Testing Infrastructure

Where do your tests run — and what does that cost?

MERGE LOOP (every PR — fast, blocks merge)
  COMMIT → INTEGRATION → PREVIEW DEPLOY → E2E → MERGE
    │           │               │            │
    ▼           ▼               ▼            ▼
  Local     Real DB          Real URL     Real browser
  Free      5-30s            Free tier    30-120s

HEALTH LOOP (scheduled/post-merge — thorough, never blocks PRs)
  FULL TYPECHECK → ARCHITECTURE AUDIT → CROSS-PROJECT TESTS → REPORT
       │                   │                    │                  │
       ▼                   ▼                    ▼                  ▼
    All projects     Layer violations      Dependency drift     Dashboard
    Minutes          Static analysis       Integration          Alerting

Testing infrastructure is the machinery that runs tests — CI pipelines, databases, runners, preview environments. Get this wrong and you pay in flaky tests, blocked terminals, or expensive CI bills. Get it right and every push gets verified automatically against a real deployment.

The Core Principle

Test against deployed artifacts, not dev servers.

Running E2E tests against localhost means port conflicts, RAM contention, and the false choice between "dev server running" or "run tests." Preview deploys eliminate this entire class of problems. A real URL. Real infrastructure. No local resource cost.

Pipeline Design

Two pipelines. Different triggers, different budgets.
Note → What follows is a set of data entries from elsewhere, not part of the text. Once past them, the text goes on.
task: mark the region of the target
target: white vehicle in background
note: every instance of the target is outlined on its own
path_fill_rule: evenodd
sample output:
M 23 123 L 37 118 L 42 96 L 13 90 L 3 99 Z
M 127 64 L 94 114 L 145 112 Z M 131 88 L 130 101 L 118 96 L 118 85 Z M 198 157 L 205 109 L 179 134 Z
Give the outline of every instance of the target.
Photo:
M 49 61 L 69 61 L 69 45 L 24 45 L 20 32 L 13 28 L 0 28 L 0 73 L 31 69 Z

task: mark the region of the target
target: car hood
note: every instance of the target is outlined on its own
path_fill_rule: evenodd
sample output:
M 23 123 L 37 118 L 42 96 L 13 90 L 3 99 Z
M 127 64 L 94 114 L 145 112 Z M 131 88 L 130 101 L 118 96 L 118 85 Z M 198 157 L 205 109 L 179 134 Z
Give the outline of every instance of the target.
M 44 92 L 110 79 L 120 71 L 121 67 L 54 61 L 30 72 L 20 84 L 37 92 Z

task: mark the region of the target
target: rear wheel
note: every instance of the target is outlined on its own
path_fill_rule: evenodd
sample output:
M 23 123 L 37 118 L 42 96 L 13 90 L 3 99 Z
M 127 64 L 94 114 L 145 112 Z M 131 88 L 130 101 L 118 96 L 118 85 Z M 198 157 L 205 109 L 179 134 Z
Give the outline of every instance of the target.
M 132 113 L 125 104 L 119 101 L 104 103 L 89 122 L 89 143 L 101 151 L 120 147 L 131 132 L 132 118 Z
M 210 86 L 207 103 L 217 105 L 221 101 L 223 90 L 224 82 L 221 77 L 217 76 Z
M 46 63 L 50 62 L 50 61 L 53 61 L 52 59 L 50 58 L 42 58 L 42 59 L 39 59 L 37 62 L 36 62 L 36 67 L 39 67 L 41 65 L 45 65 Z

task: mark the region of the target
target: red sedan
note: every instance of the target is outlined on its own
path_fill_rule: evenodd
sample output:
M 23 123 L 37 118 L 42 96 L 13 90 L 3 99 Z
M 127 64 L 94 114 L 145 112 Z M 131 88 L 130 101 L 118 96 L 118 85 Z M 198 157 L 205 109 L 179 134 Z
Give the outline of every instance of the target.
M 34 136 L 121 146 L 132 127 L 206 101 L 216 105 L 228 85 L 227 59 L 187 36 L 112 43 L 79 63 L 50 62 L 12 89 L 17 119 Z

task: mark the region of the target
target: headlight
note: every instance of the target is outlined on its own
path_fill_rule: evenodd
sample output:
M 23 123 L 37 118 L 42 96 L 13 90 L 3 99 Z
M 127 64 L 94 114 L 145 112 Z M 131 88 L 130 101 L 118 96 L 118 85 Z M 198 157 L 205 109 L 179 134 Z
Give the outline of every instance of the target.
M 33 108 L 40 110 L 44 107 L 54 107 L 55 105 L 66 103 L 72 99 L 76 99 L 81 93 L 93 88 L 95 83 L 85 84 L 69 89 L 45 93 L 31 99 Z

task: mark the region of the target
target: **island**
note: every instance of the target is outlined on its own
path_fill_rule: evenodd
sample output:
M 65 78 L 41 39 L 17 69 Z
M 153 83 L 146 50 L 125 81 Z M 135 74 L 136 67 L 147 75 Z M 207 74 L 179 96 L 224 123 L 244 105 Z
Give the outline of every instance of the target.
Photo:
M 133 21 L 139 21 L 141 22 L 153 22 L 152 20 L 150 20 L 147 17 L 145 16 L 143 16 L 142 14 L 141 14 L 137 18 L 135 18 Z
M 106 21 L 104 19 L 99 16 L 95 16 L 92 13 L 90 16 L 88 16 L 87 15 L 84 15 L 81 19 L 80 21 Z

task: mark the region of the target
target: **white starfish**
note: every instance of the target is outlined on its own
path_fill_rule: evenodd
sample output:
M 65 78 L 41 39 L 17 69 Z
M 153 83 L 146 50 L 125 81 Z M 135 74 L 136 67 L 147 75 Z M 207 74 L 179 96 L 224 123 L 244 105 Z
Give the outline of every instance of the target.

Local Pipeline (every commit)

Fast, free, catches 90% of issues.

tsc --noEmit → vitest run → done
     │              │
   Types OK?    Unit + Integration pass?
   <10s         <60s

Budget: Under 90 seconds total. If it exceeds this, tests will be skipped. Set a hard ceiling and enforce it.

Requirements:

Test database running (Docker container on a dedicated port)
No dev server needed — unit and integration tests don't use the browser
Memory-safe typecheck — use affected-file checking, not full project

Command	Purpose	Trap to Avoid
`tsc --noEmit` or `pnpm tc`	Type verification	Full project typecheck can OOM on large monorepos. Use affected-only.
`vitest run` or `jest --bail`	Unit + integration	`--bail` stops on first failure. Fast feedback.

CI Pipeline (every PR)

Thorough. Runs against the preview deployment. Catches integration issues.

Install → Typecheck → Unit/Integration → Wait for Preview → E2E → Report
                                              │
                                    Vercel builds preview URL
                                    from the PR branch

The key insight: Vercel gives you a preview URL on every push for free. The E2E tests just need to point at that URL instead of localhost.

Two Loops

Merge decisions and repo health are different questions. Answering both in one workflow makes PRs slow and health checks shallow.

Loop	Question	Trigger	Speed
Merge loop	Is this change safe to merge?	PR push	Fast (minutes)
Health loop	Is the monorepo internally consistent?	Post-merge, scheduled, manual	Thorough (can be slow)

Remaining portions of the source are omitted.